Anticipating her asking about using it I say, “Go for it…  I’ll be done in about 25 minutes”.   I return to the restroom, and shower contemplating why she showed up so early to transport me to my flight with check in starting at 3:45pm.  She is always prompt but never early, like she was worried I wouldn’t be here when she arrived, or at least that is what her eyes told me.  It’s 11:59am on my mirror from a built-in LCD clock.  She usually shows at about 1 hour and 45 minutes prior, but she was almost 3 hours prior this time.  Maybe she was worried, but I felt fate tugging at my sleeve today.  In a proverbial sense, I felt she was confirming something deep inside me that I hadn’t known until today.  If it was something I knew but I couldn’t figure what it was.  As I showered and the hot water it made my headache ease, and my aching breasts sooth when I start to smell the odor of fresh black tea brewing… Vic never drinks black tea.  Why is she making it? Is it for me, if that is indeed what she is doing.

Victoria is practically addicted to black, oozy, syrupy coffee, especially after a night of drinking… Why in the hell would she be making me black tea?  I finish contemplating these thoughts as I wash the last of the conditioner from my hair.  As I climb from the shower the medicines have started to kick in, and I can definitely tell it’s black tea now.

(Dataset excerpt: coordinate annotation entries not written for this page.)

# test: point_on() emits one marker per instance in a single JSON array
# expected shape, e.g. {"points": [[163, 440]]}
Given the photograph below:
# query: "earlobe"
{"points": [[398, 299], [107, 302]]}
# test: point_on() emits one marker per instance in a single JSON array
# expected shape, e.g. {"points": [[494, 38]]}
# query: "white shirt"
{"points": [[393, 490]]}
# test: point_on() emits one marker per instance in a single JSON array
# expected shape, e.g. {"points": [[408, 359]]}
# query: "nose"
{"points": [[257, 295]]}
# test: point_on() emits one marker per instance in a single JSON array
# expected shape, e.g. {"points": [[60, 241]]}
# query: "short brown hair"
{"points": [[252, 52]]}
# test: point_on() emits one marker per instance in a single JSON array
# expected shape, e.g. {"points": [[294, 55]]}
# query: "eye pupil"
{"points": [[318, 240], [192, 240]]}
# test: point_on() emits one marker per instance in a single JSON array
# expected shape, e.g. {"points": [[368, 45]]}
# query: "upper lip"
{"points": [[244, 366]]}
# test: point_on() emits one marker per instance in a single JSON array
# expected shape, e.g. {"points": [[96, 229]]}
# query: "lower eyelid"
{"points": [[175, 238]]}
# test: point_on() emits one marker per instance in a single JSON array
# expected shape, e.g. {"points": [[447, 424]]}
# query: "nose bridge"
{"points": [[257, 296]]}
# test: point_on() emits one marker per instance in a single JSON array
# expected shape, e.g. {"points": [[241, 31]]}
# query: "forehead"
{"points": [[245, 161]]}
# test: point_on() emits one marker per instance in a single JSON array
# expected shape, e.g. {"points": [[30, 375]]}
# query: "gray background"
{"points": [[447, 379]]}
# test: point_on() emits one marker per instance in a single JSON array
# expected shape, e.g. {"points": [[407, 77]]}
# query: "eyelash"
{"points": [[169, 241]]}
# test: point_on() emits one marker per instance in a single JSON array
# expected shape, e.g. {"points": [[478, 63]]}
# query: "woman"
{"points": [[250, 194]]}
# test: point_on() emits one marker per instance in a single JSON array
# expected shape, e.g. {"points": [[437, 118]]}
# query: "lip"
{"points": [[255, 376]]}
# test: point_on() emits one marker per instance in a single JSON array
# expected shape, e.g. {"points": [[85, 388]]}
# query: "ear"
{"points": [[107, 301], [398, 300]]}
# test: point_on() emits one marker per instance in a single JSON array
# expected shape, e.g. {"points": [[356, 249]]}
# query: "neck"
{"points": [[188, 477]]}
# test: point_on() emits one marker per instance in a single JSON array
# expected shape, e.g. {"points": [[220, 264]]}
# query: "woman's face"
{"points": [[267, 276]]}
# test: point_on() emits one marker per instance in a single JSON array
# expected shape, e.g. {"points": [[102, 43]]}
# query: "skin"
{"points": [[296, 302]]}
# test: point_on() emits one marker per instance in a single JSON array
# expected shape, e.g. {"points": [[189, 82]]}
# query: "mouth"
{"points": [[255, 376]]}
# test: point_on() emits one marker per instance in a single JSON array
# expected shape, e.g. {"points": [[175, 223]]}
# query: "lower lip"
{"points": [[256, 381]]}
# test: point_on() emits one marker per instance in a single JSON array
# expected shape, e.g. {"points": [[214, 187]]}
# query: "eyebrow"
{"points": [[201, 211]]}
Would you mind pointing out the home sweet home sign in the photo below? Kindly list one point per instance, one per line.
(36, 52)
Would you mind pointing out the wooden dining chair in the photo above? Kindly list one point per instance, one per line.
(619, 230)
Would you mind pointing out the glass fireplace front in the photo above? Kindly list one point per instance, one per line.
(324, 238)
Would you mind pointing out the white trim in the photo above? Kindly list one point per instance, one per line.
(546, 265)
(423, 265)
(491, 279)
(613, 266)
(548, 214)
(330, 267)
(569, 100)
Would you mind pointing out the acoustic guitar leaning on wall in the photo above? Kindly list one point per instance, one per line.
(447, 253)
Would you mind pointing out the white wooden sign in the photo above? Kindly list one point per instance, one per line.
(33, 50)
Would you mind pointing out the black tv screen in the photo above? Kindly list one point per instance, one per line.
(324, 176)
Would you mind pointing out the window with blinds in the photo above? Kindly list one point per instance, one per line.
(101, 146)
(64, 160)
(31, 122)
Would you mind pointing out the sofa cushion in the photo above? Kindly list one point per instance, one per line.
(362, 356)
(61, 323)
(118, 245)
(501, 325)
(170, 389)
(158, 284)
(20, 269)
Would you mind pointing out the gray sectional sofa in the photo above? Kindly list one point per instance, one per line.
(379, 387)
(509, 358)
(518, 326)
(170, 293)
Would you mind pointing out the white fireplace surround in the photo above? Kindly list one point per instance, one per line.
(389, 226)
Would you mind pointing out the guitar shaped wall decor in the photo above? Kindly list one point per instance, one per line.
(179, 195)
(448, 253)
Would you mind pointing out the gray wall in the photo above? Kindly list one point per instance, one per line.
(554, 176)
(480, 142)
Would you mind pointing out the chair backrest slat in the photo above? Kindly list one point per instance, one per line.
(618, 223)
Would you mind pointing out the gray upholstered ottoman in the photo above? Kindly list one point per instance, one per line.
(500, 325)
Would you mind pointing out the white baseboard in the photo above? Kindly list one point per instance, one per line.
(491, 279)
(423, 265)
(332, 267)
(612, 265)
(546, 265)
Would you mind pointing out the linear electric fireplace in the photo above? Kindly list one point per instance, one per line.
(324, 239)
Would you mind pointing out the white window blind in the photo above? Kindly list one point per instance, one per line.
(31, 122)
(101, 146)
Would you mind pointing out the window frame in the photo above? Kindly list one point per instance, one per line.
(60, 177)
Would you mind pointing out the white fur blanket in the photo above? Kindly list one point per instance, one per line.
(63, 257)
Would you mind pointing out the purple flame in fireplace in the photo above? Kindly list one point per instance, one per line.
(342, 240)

I dry myself off, slip on a pair of fresh underwear, and stick my face out the door to confirm what she was brewing.  I’ve known this woman for almost 4 years and she is making something she hasn’t made in all that time. What is up, I ponder?  I slink into my room barely clad in a towel and panties and start searching for something light, white and cotton to wear on the plane.  I hate flying, especially after ten years of government service and travel to foreign countries.  I slip on a clean pair of purple panties, and begin to find something I can get way with wearing without a bra under it.  It’s painful to wear a bra around certain times of the month.  Anyhow, I can hear Vic clanking around in my cabinets looking for glasses to pour whatever concoction she made into, with a miffed sound in her voice.  “I hate your kitchen, Anna!”, she scolds me from the kitchenette.  “I said it’s not a kitchen, Vic-Vic!”, I shout back at her from my closet.  I grab my bags, which are small, and tote them to the door in blue jeans and a purple top.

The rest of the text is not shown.